Burnham also underlined the need to use the new line as a starting point for the creation of new opportunities for freight, including the relocation of Manchester’s existing intermodal hub at Trafford Park to sites at Port Salford and Parkside near Newton-le-Willows. This would reduce congestion around Manchester and also better serve the port of Liverpool, he believed.

Across the Pennines

Transpennine Route Upgrade (Photo COWI)

Burnham said ‘I’ve always argued for a direct line through Manchester on to Bradford and then to Leeds. The problem we have is that the government didn’t invite us to comment on that, so the reason we’re doing Liverpool to Manchester is that was the door that was opened to us.’

He said conversations should be reopened about a new alignment to serve ‘Leeds, Bradford, Manchester, Manchester Airport, Warrington, Liverpool’ as ‘the economic value of that would be higher’.

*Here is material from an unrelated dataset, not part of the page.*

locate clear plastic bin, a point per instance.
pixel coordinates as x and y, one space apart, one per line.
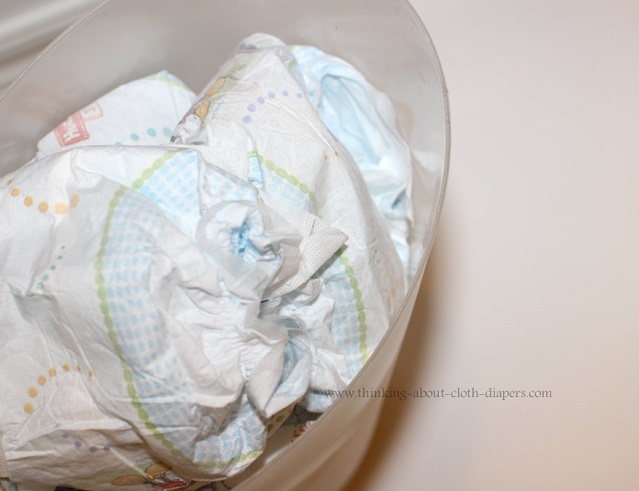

He said progress with the Transpennine Route Upgrade ‘gives confidence that the whole project is starting to stack up, but the north of England needs that capacity and the new capacity created by the NPR fast lines’.

Manchester Airport Group MD Chris Woodroofe said ‘the airport serves 200 different destinations and the journey from Liverpool centre will see an improvement from over an hour today to just 25 min’.

He said ‘there are 30 million passengers calling out for better rail connections’, adding that 40% of London airport passengers arrive by rail but the figure for Manchester is 15%, with poor rail infrastructure given as the reason.

‘I couldn’t be more excited and delighted to be asked to be part of the board; with Steve and Andy in charge we might get some railway infrastructure built in the UK for once’, he added.